Nonostante siano passati quasi cento anni dal trattato di St. Germain, gli italiani sanno poco e hanno capito poco del Sudtirolo/Alto Adige. Non è del tutto colpa loro: vivono in un Paese complesso e problematico, dove i problemi durano da secoli e dove una certa superficialità serve a semplificare le cose non a caso, l’Italia è il Paese della Commedia dell’Arte, delle maschere fisse, degli stereotipi. Ciò non significa che chi ci vive non sia capace di introspezione e di profondità: ogni italiano è “uno nessuno e centomila” come il personaggio di Pirandello, ma proprio per questo non ama le complicazioni. È già complicato lui. In politica gli piacciono gli istrioni, i primattori, gli sbruffoni che sanno tutto e risolvono tutto, e che poi fatalmente lo spingono a scelte catastrofiche: ma questo è un altro discorso. Ogni Paese, del resto, e ogni popolo ha le sue specificità, con qualche pregio e molti difetti. Non esistono popoli ideali o migliori degli altri in assoluto: quelli che di volta in volta hanno proclamato di esserlo hanno prodotto disastri di tale portata da poter essere considerati, in quel momento, i peggiori del mondo.

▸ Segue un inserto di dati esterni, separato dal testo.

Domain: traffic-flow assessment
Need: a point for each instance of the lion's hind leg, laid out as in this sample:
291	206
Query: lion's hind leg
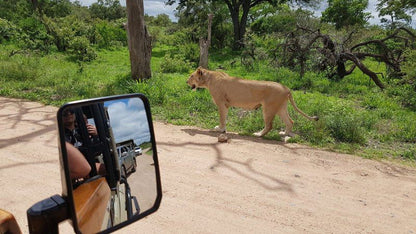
223	110
284	115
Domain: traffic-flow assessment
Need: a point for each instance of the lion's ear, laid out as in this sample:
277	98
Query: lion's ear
200	71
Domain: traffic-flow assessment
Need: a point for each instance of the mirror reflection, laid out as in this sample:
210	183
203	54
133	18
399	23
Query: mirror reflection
110	160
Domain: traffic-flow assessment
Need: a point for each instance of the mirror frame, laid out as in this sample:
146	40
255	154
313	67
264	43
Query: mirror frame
65	178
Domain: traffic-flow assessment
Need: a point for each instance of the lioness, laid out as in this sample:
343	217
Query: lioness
227	91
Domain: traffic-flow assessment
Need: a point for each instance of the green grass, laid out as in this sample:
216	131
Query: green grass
355	116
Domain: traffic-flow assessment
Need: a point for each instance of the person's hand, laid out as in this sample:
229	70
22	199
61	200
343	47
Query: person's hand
92	130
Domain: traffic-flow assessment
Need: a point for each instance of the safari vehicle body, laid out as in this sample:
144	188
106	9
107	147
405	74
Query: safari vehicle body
127	157
101	202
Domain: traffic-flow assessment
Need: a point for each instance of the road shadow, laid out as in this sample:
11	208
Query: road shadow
248	171
293	148
13	120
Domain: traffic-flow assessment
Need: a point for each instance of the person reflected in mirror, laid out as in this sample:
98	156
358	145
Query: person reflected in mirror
74	138
78	165
72	134
92	130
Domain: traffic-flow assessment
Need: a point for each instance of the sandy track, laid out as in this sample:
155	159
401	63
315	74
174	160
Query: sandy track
248	185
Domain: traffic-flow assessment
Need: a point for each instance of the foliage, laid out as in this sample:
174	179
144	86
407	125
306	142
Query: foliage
8	31
109	34
346	13
81	49
397	10
107	10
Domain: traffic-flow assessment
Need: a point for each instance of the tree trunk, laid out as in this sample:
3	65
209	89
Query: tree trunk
139	41
204	46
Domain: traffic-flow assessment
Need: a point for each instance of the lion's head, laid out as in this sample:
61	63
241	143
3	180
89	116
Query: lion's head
196	79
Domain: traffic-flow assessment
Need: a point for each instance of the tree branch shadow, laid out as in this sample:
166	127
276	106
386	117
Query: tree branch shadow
232	165
15	119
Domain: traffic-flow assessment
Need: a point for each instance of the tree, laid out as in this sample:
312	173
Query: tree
204	45
332	56
107	9
398	10
239	11
345	13
139	41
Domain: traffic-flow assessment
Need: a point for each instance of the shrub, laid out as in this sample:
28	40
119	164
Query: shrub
175	64
81	49
344	124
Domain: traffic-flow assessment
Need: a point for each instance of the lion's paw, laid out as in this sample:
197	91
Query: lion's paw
258	134
218	129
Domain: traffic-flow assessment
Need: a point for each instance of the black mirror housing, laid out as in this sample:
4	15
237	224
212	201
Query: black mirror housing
122	158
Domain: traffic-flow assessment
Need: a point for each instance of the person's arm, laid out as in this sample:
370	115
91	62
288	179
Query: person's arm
78	165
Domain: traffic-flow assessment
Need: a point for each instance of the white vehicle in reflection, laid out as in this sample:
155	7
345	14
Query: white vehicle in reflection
127	157
138	151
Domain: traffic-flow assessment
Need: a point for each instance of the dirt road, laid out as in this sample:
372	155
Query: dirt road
248	185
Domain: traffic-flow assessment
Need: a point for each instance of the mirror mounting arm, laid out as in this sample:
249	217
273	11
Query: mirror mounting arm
45	215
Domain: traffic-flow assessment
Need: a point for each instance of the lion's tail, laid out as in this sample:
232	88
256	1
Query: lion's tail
316	118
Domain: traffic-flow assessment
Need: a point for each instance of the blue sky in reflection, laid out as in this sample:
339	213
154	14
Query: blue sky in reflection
128	120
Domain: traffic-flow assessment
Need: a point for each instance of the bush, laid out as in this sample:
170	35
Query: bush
345	124
81	49
109	34
8	31
175	64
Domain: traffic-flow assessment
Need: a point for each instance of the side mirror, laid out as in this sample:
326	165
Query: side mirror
110	171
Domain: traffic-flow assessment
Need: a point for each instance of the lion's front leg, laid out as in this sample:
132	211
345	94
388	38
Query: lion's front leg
223	118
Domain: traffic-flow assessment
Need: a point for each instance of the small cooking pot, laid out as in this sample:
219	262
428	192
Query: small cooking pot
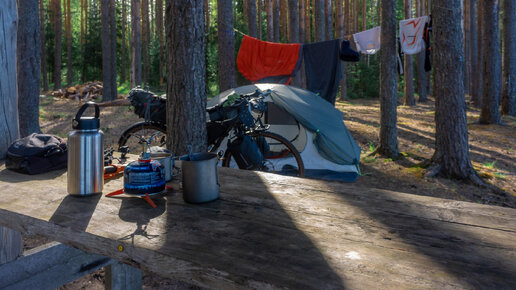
200	178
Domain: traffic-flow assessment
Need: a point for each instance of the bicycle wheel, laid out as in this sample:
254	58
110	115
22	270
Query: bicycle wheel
282	157
131	136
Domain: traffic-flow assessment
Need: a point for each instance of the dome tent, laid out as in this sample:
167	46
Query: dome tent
314	127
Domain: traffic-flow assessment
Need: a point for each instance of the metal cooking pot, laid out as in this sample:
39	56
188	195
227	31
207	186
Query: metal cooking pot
200	179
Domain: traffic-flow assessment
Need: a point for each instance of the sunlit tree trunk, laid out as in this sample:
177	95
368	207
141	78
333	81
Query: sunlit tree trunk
408	91
320	30
136	53
509	58
491	64
388	91
43	51
251	15
451	132
186	76
227	77
58	32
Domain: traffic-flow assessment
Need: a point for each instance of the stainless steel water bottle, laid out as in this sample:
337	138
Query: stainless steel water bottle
85	154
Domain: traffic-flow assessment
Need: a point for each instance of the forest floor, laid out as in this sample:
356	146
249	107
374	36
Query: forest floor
492	151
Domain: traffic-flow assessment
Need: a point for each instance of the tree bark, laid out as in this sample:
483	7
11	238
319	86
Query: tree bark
467	44
270	24
259	15
145	41
408	91
186	75
43	52
474	54
276	19
388	91
28	68
491	65
227	76
58	32
509	58
68	27
328	25
451	133
109	92
320	30
123	65
283	20
159	31
136	52
251	15
421	74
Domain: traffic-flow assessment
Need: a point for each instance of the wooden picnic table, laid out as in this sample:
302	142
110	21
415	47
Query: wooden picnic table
272	231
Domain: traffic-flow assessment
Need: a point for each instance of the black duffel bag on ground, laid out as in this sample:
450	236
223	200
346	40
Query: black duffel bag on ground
37	153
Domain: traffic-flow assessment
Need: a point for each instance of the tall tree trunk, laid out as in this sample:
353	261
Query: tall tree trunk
388	91
491	65
421	74
301	18
259	15
509	58
251	15
408	71
159	28
136	52
58	32
123	65
68	26
474	55
145	41
328	25
276	19
108	74
283	20
43	51
308	26
186	75
451	132
28	70
467	44
320	30
227	77
270	24
341	32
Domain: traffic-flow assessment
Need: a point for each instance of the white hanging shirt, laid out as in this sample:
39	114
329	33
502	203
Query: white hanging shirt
368	41
411	34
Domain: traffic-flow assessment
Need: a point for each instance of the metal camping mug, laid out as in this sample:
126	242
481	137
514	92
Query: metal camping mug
200	179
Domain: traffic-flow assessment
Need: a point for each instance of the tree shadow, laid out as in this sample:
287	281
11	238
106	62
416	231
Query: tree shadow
244	237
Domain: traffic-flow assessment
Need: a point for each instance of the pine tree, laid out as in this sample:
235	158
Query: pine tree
186	73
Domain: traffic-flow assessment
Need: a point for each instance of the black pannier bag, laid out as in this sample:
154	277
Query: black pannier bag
246	153
145	102
37	153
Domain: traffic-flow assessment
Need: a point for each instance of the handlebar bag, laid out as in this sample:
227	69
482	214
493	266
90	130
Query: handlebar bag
37	153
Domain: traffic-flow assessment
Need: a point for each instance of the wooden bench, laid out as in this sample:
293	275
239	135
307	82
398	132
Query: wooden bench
270	231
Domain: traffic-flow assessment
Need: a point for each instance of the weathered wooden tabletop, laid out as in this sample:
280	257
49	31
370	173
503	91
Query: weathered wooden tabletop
271	231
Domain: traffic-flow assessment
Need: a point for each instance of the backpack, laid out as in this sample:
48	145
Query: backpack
144	101
37	153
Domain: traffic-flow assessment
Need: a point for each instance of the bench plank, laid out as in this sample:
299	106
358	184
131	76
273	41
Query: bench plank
271	231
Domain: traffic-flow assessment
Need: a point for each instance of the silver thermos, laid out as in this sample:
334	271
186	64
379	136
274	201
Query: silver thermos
85	154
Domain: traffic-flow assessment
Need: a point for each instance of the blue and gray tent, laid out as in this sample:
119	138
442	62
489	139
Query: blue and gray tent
313	125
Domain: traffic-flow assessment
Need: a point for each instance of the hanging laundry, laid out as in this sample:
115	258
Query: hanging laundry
426	38
347	53
260	59
323	69
411	34
368	42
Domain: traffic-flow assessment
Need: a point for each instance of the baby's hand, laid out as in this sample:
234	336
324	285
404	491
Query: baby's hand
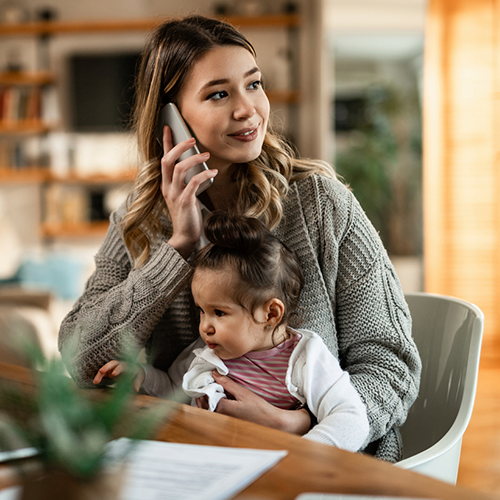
114	368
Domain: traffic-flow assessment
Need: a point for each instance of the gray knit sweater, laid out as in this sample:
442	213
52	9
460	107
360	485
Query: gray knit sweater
352	299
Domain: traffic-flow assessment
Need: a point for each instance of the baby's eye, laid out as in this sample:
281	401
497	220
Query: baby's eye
255	85
217	96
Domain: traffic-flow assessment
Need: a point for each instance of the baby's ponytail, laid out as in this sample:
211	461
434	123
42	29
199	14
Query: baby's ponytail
265	266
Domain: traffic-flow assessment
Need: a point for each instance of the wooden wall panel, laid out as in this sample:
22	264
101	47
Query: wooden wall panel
462	153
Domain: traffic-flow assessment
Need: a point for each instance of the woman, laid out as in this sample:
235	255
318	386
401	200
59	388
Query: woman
140	290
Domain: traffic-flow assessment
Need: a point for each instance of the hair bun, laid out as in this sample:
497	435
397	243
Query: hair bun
235	232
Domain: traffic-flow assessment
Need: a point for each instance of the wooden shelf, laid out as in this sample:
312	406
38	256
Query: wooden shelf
26	77
283	96
24	127
74	230
126	176
41	174
60	27
24	175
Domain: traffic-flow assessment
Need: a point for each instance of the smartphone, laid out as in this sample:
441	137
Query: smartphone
170	115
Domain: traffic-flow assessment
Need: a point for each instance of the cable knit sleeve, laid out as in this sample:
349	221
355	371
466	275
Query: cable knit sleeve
119	303
373	324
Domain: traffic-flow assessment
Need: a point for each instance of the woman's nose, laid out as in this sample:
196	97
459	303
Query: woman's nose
245	108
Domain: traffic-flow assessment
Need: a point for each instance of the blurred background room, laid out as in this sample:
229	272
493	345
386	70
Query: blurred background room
346	83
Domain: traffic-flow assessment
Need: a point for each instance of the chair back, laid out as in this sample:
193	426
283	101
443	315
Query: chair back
448	334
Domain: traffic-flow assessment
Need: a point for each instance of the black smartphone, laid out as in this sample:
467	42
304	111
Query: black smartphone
170	115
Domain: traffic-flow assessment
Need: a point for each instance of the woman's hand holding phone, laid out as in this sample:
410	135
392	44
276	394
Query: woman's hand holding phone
180	198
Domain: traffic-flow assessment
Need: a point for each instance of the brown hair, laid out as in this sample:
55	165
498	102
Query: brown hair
173	49
266	268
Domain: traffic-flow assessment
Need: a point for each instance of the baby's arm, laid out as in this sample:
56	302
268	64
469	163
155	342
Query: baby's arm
114	368
327	389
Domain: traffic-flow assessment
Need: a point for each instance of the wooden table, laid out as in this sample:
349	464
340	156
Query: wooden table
308	466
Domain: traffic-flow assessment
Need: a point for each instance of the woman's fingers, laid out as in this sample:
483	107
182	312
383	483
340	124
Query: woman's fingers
108	370
248	406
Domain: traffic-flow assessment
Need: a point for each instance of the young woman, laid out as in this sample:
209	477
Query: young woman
247	285
139	292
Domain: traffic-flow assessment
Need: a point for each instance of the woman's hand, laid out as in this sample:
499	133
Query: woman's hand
180	198
113	369
246	405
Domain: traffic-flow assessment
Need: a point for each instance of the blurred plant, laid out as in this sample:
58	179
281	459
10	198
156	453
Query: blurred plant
383	166
69	426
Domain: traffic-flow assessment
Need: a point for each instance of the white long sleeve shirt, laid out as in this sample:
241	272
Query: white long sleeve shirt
314	377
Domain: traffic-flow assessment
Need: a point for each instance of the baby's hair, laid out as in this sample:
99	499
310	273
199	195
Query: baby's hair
266	267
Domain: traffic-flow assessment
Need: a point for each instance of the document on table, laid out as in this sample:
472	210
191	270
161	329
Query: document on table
158	470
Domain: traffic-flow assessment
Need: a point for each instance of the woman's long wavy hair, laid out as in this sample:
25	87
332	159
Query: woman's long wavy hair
172	51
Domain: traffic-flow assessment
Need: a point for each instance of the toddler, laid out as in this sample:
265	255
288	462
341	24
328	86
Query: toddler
246	285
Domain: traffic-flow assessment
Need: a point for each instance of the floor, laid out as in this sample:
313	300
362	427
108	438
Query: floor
480	458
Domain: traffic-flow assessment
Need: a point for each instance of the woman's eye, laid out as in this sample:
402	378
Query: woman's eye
216	96
255	85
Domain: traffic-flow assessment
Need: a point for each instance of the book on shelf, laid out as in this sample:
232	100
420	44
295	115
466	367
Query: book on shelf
27	104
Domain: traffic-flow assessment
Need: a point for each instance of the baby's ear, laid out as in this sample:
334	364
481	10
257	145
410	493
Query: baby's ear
274	310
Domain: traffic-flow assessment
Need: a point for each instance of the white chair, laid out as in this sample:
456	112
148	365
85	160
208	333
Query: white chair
448	334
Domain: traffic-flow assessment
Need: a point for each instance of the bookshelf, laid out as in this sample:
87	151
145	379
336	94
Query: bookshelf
28	120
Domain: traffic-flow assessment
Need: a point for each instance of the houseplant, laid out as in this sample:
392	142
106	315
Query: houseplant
69	427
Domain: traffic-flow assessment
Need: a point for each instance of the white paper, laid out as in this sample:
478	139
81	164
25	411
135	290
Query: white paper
158	470
339	496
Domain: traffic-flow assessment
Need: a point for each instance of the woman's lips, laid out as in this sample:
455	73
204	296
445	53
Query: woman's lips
246	134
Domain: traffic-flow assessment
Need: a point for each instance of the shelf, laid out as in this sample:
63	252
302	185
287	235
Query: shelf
127	176
41	174
24	175
24	127
59	27
283	96
74	230
26	77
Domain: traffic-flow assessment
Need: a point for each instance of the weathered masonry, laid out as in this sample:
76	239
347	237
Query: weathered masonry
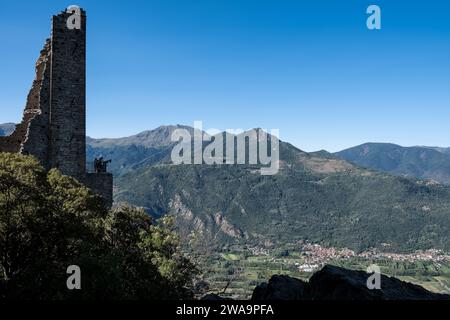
53	128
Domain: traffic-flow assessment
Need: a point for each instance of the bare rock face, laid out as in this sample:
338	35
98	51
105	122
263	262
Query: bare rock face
281	288
334	283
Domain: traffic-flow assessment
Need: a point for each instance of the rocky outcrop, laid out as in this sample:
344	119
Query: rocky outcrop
334	283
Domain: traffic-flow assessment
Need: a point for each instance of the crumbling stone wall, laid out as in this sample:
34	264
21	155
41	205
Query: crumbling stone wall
53	128
32	134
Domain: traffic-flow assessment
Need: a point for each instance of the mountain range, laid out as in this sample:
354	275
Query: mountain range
317	197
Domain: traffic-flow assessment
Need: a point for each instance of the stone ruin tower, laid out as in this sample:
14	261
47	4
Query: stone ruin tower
53	128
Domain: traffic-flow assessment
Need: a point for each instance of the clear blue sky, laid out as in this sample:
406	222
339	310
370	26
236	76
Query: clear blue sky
309	68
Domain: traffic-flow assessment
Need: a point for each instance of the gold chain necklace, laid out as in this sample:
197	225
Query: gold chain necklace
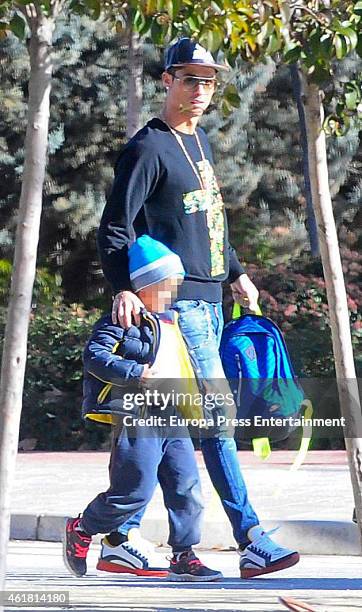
196	171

Gli italiani credono di sapere, del Sudtirolo/Alto Adige, quanto basta. Ci passano quando devono andare in Austria o in Germania, ci vengono d’inverno per gli sport invernali e d’estate per stare qualche giorno o qualche settimana in montagna, in un ambiente che sembra fatto apposta per riposare il corpo e per rasserenare la mente. Ne ammirano l’ordine e la pulizia; ne ammirano i paesaggi, e gli sembra impossibile che in un luogo così apparentemente tranquillo, così rilassante possano esistere problemi tali da essere paragonati a quelli di altre parti, ben più sfortunate, del mondo. Una minoranza di italiani, forse dà ancora credito alle fandonie che circolavano ai tempi del fascismo e della propaganda di Tolomei, sull’“italianità” di questa terra, ma ci crede soltanto per pigrizia e per abitudine, non per vera convinzione; i più hanno capito che quella propaganda era falsa ma pensano che la cosa non li riguardi e hanno continuato a pensarlo, anche quando scoppiavano le bombe e poi quando la radio e la televisione, tutti i giorni, continuavano a parlare di un “pacchetto” che nessuno o quasi sapeva cosa fosse. La gente, dappertutto, è distratta, e la maggior parte delle persone si occupano soltanto di ciò che conoscono e di ciò che le tocca nei loro interessi. Perciò io mi auguro che queste mie riflessioni “per un anniversario”, servano a raccontare agli italiani quello che nessuno gli ha mai raccontato dall’inizio, in modo tranquillo e con spirito di verità. Ciò che gli italiani hanno ascoltato finora, o era semplice propaganda o era l’eco di fatti di cronaca anche tragici ma destinati nel volgere di pochi giorni ad essere sostituiti da altri fatti di cronaca e quindi dimenticati oppure (come la storia del “pacchetto”) apparteneva a quel linguaggio della politica, che non sempre è facilmente comprensibile e non sempre merita di essere capito.
Tra i (pochi) politici italiani che hanno mostrato di conoscere bene i problemi di questa regione, ce ne sono almeno due che meritano di essere ricordati e che però erano così diversi tra loro da essere quasi opposti e complementari: Giulio Andreotti e Sandro Pertini. Giulio Andreotti, di cui molti in Italia pensano (e dicono) tutto il male possibile, secondo me è stato un abile politico e un vero uomo di Stato: che però non operava sulla Luna ma in Italia, e che quindi in varie circostanze ha dovuto “sporcarsi le mani” con le realtà di cui si stava occupando. Che altro è, la politica, se non l’arte dei compromessi? L’attenzione di Andreotti per il Sudtirolo/Alto Adige è stata costante, dagli anni Quaranta in cui era sottosegretario di De Gasperi, agli anni Novanta. Credo si possa annoverare tra i padri dell’attuale autonomia, e che si debba rendergliene merito.
Sandro Pertini, l’ex partigiano diventato nel 1978 presidente della Repubblica italiana, ha sempre mostrato interesse per questa regione, a cui lo univano idealmente vent’anni di Resistenza al fascismo. Le sue parole, soprattutto negli ultimi tempi, spesso suonavano retoriche: ma il suo affetto per il Sudtirolo/Alto Adige era certamente sincero.